India takes Pakistan to UN’s highest court in spying case | International


THE HAGUE, Netherlands (AP) — India on Monday accused Pakistan of breaching the rights of an alleged spy who was sentenced to death by a Pakistani military court, a case at the U.N.’s highest court that has exacerbated tensions between the longtime rivals.

Indian lawyer Harish Salve told judges at the International Court of Justice that Pakistan’s claims of espionage and sabotage against Kulbhushan Jadhav have “always been strong on rhetoric and blurry on facts.”

Jadhav was arrested by Pakistan in March 2016 after he allegedly entered the country from Iran. Pakistani officials say he has been linked to 1,345 deaths in acts of terrorism in Pakistan, making secret trips to the country from Iran.

He was convicted in Pakistan by a military tribunal and sentenced to death in April 2017. The U.N. court last year ordered Pakistan not to execute him pending the outcome of the case in The Hague.

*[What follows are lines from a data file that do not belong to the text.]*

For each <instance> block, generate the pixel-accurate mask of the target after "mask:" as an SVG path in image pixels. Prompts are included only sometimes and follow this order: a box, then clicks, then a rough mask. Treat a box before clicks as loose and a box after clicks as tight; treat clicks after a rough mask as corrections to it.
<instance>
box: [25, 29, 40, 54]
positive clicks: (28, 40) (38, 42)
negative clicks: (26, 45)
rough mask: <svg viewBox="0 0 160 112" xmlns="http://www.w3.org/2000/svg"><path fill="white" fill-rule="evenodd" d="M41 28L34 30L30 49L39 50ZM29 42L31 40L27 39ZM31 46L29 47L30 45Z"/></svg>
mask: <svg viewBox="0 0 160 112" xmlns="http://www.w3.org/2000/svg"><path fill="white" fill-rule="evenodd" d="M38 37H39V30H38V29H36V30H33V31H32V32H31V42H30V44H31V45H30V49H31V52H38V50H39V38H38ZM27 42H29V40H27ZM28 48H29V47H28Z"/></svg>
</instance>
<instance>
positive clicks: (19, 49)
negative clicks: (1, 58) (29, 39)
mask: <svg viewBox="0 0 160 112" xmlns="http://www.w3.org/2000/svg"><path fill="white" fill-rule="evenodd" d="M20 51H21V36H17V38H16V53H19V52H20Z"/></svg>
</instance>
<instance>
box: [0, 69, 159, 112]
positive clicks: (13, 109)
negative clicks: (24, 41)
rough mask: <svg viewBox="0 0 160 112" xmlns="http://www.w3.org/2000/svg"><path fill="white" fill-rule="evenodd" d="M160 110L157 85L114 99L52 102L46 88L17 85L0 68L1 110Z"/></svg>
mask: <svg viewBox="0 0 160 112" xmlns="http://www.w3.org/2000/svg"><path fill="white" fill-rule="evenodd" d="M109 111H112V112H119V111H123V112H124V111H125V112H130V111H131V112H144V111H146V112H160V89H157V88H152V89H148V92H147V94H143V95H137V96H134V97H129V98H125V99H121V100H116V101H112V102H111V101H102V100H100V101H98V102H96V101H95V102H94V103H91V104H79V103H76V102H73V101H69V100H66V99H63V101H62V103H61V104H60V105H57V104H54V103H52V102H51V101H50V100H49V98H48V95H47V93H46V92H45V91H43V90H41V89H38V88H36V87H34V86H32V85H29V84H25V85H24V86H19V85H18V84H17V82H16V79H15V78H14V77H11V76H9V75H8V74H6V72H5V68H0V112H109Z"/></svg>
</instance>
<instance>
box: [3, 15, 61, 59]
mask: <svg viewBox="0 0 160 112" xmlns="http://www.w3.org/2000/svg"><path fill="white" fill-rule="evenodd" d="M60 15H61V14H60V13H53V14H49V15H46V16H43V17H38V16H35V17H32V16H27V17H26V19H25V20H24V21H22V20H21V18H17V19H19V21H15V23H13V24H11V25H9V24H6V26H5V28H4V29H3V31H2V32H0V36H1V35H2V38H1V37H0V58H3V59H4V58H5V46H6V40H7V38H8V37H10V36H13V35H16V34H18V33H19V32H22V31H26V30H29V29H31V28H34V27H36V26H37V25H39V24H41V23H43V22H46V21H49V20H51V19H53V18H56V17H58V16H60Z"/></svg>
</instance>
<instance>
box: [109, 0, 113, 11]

Monday’s hearings played out against a backdrop of already high tensions between the neighbors over a deadly attack last week when a militant in the disputed Kashmir region rammed an explosive-laden van into a paramilitary bus, killing at least 40 soldiers. It was the worst attack against Indian government forces in Kashmir’s history.

Four Indian soldiers, two suspected militants and a civilian were killed Monday in a gunbattle in Kashmir.

As hearings opened Monday in the Great Hall of Justice in The Hague, Salve said that Jadhav’s court martial “hopelessly fails to satisfy even minimum standards of due process and … should be declared unlawful.”

He urged judges to declare Jadhav’s continued custody unlawful and “considering the trauma to which he has been subjected for over three years, it would be in the interests of justice, of making human rights a reality, to direct his release.”

India says Pakistani authorities ignored repeated requests to grant Jadhav access to consular officials and let him choose his own lawyer for the trial.

Pakistan lawyers are to set out their case on Tuesday.

After Monday’s hearing, a member of the Pakistan delegation told reporters outside the court said India had not answered key questions about the case in its presentation to judges.

“You will hear what we have to say about this tomorrow,” said lawyer Khawar Qureshi. “Today, we are disappointed with India’s position. They’ve said nothing new.”

The court’s judges will likely take months to issue a ruling and their decisions are final and legally binding.